Navigation

Pspell / Aspell and linux

Install programs (czech dictionary):

apt-get install libpspell-dev php5-pspell aspell-cs

Use program in PHP:

$pspell_link = pspell_new("cs");
$file = file_get_contents('document.txt');

	//$words = explode(" ", $file);
	$words = preg_split("/[\s,]+/", $file);
	//$words = preg_split("/[a-zA-Z0-9]+\ [a-zA-Z0-9]+/", $file);
	//$words = preg_split('@[\W]+@', $file, -1, PREG_SPLIT_NO_EMPTY);
	//preg_match_all("/([A-Z]\. [a-z]+)/", $file, $words, PREG_PATTERN_ORDER)

foreach ($words as $word) {
	if (!pspell_check($pspell_link, $word)) {
		echo $word . '<br />';
		$suggestions = pspell_suggest($pspell_link, $word);
		foreach ($suggestions as $suggestion) {
			//$temp = htmlspecialchars(iconv("CP1250", "UTF-8", $suggestion));
			$temp = htmlspecialchars(iconv("Windows-1250", "UTF-8", $suggestion));
			echo '"' . $word . '" - "' . $temp . '" - "' . $suggestion . '" - ' . similar_text($word , $temp) . '<br />';
		}
	}
}

Or make your own dictionary (ie. czech dictionary - download here at bottom: http://ucnk.ff.cuni.cz/srovnani10.php). Export only words from document by PHP.

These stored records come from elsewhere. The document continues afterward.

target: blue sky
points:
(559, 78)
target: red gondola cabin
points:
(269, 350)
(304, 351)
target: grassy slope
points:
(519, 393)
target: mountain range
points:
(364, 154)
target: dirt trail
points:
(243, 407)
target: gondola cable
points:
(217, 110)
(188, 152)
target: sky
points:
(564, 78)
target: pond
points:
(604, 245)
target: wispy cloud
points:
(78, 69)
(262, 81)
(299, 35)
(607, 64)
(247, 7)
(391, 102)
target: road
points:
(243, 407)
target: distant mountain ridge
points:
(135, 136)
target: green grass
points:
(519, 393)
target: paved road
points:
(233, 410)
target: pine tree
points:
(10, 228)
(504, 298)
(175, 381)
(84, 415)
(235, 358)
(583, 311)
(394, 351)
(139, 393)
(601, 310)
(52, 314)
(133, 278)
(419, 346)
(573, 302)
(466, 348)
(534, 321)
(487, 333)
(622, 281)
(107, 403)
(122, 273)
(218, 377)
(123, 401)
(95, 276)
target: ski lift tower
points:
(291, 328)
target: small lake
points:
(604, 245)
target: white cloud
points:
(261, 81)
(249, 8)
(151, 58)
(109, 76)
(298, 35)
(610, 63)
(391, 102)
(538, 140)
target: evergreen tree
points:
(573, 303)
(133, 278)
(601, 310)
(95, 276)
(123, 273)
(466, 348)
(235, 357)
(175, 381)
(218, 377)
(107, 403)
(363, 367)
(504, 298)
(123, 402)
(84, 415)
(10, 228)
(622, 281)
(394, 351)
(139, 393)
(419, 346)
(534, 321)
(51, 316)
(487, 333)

$pspell_config = pspell_config_create("cs");
pspell_config_personal($pspell_config, "custom.txt");
$pspell_link = pspell_new_config($pspell_config);
$file = file_get_contents('syn2010_word.txt');
$words = preg_split("/[\s,]+/", $file);
//$words = preg_replace('/[0-9]+/', '', $words);
foreach ($words as $word) {
	//$temp = htmlspecialchars(iconv("Windows-1250", "UTF-8", $suggestion));
	//echo preg_split("/[\s,]+/", trim($word)) . '<br />';
	$temp = preg_replace("/[0-9]/", "", $word);
	if (strlen($temp)>0) {
		echo $temp . '<br />';
		pspell_add_to_personal($pspell_link, $temp);
	}
}
pspell_save_wordlist($pspell_link);

Import dictionary to Aspell:

aspell --lang=cs create master /usr/lib/aspell/cs_newdictionary.rws < custom.txt

Make configuration file:

nano /usr/lib/aspell/cs_newdictionary.multi

# cs_newdictionary.multi
add cs_newdictionary.rws

Use custom dictionary in PHP:

$pspell_link = pspell_new_personal("/usr/lib/aspell/cs_newdictionary", "cs");
$file = file_get_contents('inputfile.txt');
	$words = preg_split("/[\s,]+/", $file);

foreach ($words as $word) {
	if (!pspell_check($pspell_link, $word)) {
		echo $word . '<br />';
		$suggestions = pspell_suggest($pspell_link, $word);
		foreach ($suggestions as $suggestion) {
			$temp = htmlspecialchars(iconv("Windows-1250", "UTF-8", $suggestion));
			echo '"' . $word . '" - "' . $temp . '" - "' . $suggestion . '" - ' . similar_text($word , $temp) . '<br />';
		}
	}
}

.